「なんとなく居心地が悪い職場」が改善されない決定的な要因
2021年12月02日 公開 2022年12月27日 更新
本当に怖いのは「怒られること」ではない
かつて土居さんが『「甘え」の構造』を著した昭和40年代の中ごろは、甘えは決して悪いことではなく、少なくとも必要なものでした。
――要するに人間は誰しも独りでは生きられない。本来の意味で甘える相手が必要なのだ。自分が守られていると感じることができなければ、ただの「甘やかし」や「甘ったれ」だけでは、満足に生きられない――
この一節は、まさに現代の「繊細さん」について述べられていることのように思います。土居さんは「甘やかし」も「甘ったれ」も、「本来の甘え」とは似て非なるものであって、相手の好意こそが肝腎なのに、それが欠けているから無理やり好意があるかのように見せかけようとするときに出てくるものとしているのです。

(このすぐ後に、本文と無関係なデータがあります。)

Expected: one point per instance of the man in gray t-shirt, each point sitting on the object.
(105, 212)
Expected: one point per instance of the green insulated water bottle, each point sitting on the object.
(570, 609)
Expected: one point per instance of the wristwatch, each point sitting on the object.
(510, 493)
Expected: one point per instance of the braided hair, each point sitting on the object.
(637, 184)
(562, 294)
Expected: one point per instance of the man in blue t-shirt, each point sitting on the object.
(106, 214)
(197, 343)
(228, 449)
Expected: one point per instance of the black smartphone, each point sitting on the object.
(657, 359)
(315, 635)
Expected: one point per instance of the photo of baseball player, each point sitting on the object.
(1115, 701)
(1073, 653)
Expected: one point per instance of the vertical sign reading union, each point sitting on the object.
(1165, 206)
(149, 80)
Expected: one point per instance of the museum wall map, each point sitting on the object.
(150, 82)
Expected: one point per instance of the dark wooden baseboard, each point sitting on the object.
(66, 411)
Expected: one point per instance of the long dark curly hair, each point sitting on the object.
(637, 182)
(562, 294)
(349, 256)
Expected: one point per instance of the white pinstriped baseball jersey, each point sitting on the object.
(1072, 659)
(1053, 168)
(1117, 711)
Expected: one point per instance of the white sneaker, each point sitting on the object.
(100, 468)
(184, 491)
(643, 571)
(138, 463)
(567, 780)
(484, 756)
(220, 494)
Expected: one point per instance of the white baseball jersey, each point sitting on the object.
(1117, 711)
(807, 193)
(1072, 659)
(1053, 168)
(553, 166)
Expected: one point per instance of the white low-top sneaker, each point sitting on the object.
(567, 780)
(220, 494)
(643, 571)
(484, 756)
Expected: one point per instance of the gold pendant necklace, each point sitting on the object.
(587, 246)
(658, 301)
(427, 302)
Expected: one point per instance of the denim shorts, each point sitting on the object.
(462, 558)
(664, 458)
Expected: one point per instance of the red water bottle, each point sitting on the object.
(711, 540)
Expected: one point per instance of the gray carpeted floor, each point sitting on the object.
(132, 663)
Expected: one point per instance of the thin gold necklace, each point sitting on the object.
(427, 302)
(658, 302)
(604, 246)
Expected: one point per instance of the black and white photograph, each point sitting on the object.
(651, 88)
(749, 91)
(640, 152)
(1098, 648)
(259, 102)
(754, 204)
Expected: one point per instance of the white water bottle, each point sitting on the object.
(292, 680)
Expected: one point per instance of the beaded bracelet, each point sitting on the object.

こうしてみると、徐々に明らかになるとおり、本当に怖いのは「怒られること」ではないのです。本当に気にしていることは「所属しているはずのコミュニティにおいて、自分が守られているとは感じられない」という不安なのです。
そう考えれば「ピリピリした職場の雰囲気」「ドアをバタンと閉める大きな音」「隣の同僚が怒られていること」までも「不快で不安にさせられる」理由が見えてくるでしょう。
これらのいずれも「自分が怒られている」わけではありません。雰囲気や音によって直接の被害をこうむることもないはずです。ピリピリした雰囲気などに居心地の悪さを感じてしまうのは「甘えられない場所」だからです。
職場の同僚すべてと相互に好意があることがわかっていて、たとえば年度末などで追い込みが必要だというのであれば、むしろ「ピリッとした雰囲気で仕事がはかどる!」と感じることもできるでしょう。空気そのものの問題ではなく、コミュニティと自分との相互の関係こそが大事なのです。